The Burning of the Boats; a review!
THE BURNING OF THE BOATS
A music theatre piece with music by David Burridge and story and libretto by Martin Riley.
A BIG REVEAL PRODUCTION at Northbourne Park School.
Sunday June 23rd 2019.
This engaging production was both an act of celebration and defiance: celebration of just what can be achieved when a community of performers forgets about professional or amateur status and simply co-operates and defiance of the dismal legacy of Michael Gove and his successors at the Department of Education who have done their best to crush any creativity in young people!
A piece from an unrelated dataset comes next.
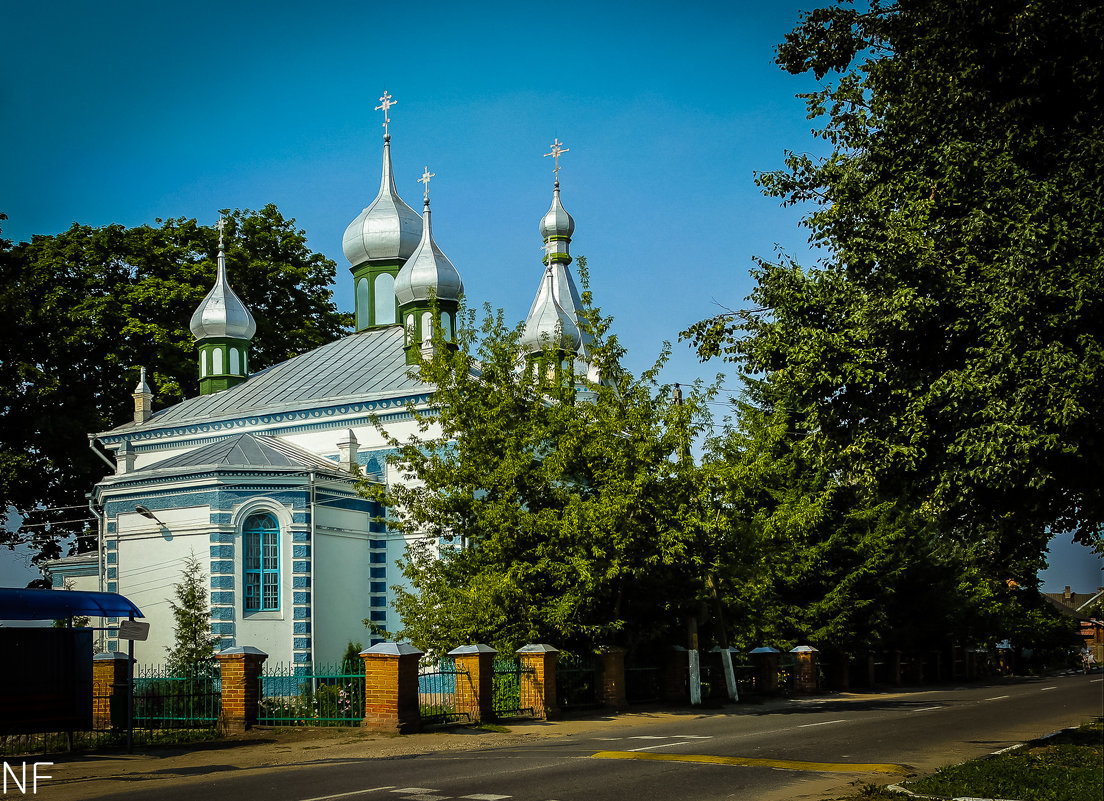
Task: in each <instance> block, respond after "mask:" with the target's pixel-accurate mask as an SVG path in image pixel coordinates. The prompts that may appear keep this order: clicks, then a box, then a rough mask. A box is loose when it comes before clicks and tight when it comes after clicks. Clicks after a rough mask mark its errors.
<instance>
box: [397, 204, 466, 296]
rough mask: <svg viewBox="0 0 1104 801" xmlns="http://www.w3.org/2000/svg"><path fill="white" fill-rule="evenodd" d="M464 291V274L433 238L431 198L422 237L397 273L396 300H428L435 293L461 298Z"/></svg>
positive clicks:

The Burning of the Boats tells the story of a Deal smuggling family and their plight when, in 1784 the then Prime Minister, William Pitt the younger, ordered the burning of boats on the beach in an attempt to eradicate illegal contraband. (I wonder what his solution to the ‘back stop’ would be?). The performance brought together a cast of fine actor/singers with children’s choirs from The Downs C. of E. Primary School and Northbourne Park School; adult choir with singers from the Manwood Singers, Deal and Walmer Handelian Society, Landmark Singers and Pharos Choir and the superb Revelation Strings with guest wind and percussion players. These huge forces were marshalled brilliantly by director Matthew Sharp and musical director David Burridge.
A sports hall is not necessarily the most sympathetic environment in which to stage a show but, in this case, it provided the size and sense of adventure for such an ambitious and varied production. On the central stage the compelling story was acted out with real sensitivity and focus and we were drawn into the desperate plight of the poor and the pathos of a pair of young lovers who preferred to flee for a better life than stay to perpetuate their families’ illegal way of making a living. The strong, operatic moments were beautifully handled both vocally and theatrically.
Supporting the main action were the various groups of chorus: even though they had to contend with difficult acoustics and sight-lines they bought a richness and sense of vibrant musical colour to the performance and the playing of the orchestra was invariably exhilarating and dramatic.
This was the second time that this cleverly crafted piece has had public performances: its first appearance was at the Deal Festival in 2013 and it certainly deserves to be seen and heard over and over again. Such a celebration of the power of the arts to enrich lives has never been more needed nor more lovingly presented.